According to NPR, bubble tea is a big thing in Asia - everyone loves it: creamy, sweet, often flavoured tea with chewy black tapioca pearls bobbing at the bottom of a tall cup, and a big straw with which to slurp them up. There's a general misconception that these chewy tapioca pearls are the bubbles - but they're not. They're just the pearls! The bubbles in bubble tea come from the fact that the drink, once prepared, is shaken in a cocktail shaker to produce actual bubbles and make the drink frothy.
And bubble tea isn't just back - it's playing ambassador to a whole host of other foods and trends.
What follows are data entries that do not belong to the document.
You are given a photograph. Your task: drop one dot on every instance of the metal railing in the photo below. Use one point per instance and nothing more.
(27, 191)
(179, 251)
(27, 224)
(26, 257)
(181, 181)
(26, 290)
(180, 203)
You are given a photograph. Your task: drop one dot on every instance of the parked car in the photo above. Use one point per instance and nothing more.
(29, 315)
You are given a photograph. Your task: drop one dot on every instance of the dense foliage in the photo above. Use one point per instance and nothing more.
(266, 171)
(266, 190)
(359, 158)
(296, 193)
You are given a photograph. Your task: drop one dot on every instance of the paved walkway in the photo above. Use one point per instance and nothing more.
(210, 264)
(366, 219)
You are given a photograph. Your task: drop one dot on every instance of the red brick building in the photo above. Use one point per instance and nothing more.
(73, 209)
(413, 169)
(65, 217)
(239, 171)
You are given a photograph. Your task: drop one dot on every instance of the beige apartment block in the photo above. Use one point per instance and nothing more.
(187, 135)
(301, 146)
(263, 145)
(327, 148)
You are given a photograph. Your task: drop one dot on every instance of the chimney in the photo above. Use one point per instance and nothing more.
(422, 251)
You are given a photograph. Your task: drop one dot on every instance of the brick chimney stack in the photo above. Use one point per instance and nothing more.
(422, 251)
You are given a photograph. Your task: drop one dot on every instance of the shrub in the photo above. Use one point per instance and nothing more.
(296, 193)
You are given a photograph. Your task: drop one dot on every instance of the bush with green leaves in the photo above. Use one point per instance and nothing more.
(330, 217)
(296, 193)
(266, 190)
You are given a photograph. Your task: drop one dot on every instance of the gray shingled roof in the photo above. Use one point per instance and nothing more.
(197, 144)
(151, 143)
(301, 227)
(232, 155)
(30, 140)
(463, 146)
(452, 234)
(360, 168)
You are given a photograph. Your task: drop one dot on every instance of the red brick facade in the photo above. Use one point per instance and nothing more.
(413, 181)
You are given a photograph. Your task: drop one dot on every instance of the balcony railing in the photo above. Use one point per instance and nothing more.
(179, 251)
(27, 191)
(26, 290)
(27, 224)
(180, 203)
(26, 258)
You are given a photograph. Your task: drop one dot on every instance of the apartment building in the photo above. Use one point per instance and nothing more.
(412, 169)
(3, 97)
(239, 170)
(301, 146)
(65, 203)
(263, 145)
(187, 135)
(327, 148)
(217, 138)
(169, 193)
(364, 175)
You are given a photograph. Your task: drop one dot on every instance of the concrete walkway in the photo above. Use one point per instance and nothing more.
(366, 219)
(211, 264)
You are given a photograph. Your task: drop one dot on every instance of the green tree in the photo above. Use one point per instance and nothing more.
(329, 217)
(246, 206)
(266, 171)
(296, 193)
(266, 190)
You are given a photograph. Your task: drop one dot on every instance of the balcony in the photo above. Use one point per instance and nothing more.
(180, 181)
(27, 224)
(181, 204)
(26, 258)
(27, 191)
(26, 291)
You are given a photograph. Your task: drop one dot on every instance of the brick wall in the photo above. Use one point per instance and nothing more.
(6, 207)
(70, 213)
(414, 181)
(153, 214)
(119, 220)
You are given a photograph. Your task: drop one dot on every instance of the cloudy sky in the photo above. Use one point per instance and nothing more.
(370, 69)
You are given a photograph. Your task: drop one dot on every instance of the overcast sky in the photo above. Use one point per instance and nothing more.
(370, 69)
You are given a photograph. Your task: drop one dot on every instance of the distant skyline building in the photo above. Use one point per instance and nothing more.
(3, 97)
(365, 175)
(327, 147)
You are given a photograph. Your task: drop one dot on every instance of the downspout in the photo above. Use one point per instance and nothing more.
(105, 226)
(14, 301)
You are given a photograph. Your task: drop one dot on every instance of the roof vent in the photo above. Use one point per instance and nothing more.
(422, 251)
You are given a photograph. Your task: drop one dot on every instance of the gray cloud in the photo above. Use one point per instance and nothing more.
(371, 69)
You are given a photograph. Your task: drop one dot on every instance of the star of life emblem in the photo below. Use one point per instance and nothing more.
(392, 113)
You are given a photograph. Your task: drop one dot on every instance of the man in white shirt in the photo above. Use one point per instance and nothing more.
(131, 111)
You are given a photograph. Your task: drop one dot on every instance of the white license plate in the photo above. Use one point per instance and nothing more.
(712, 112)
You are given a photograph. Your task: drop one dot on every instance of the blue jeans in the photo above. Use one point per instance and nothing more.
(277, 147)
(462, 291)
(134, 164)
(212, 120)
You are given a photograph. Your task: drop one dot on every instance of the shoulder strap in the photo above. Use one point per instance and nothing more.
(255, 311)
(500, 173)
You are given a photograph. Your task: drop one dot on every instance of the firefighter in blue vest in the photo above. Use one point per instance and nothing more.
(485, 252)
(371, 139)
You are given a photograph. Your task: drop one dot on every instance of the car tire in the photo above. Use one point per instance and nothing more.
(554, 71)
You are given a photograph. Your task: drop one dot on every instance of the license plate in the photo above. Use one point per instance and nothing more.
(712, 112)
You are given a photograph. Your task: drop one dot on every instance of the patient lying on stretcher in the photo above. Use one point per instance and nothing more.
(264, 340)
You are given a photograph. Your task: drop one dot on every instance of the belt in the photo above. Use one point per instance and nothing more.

The tea-based drink is also known as pearl milk tea or boba milk tea and is a refreshing alternative to your typical milkshake or fizzy cordial during the warmer months. These unusual teas come as a fruit, milk or tea base blended with ice and come with small chewy tapioca balls, also known as 'bubbles' or 'pearls'.
According to Hot 100 FM, the beverage enjoyed a brief moment of popularity in major metropolitan areas in the late aughts, popping up on college campuses or near communities with large Asian populations. (One such place, in New York City's Union Square, even had a lofted DJ booth.) But the trend dried up quickly.
"What we saw before was a segment that didn't grow," says Andrew Chau, co-founder of the popular chain Boba Guys, which has three stores - in San Francisco and New York City. He explains that a majority of these shops opened next door or down the street from existing stores. "They were all stealing customers from each other, and no one made money."
But now there is this new Boba 2.0.
Boba Guys' model puts its ingredients front and center. The chain uses organic milk and sources its own teas. Its jellies (lightly gummy substitutes for the tapioca pearls) are made in house. And there are plans to begin testing house-made tapioca pearls in the near future as well. Bubble Tea chains like Boba Guys aren't married to the original recipe. And some experiments, like horchata boba tea, have no tea in them at all.
Some boba purveyors are even trying to lure cocktail lovers. Called Boba 7, the backroom serves boba cocktails made with beer or the Korean alcohol soju, in addition to an inventive nonalcoholic menu.
"They would take exciting boba drinks, pour some shots in there, and think that's what makes it a cocktail," Keung says. "That just makes it worse."
Bringing in different trends, cultures and age-groups is what Boba 2.0 is all about. "If we're going to bridge cultures, we want to bring the best of the West and the best of the East," says Chau.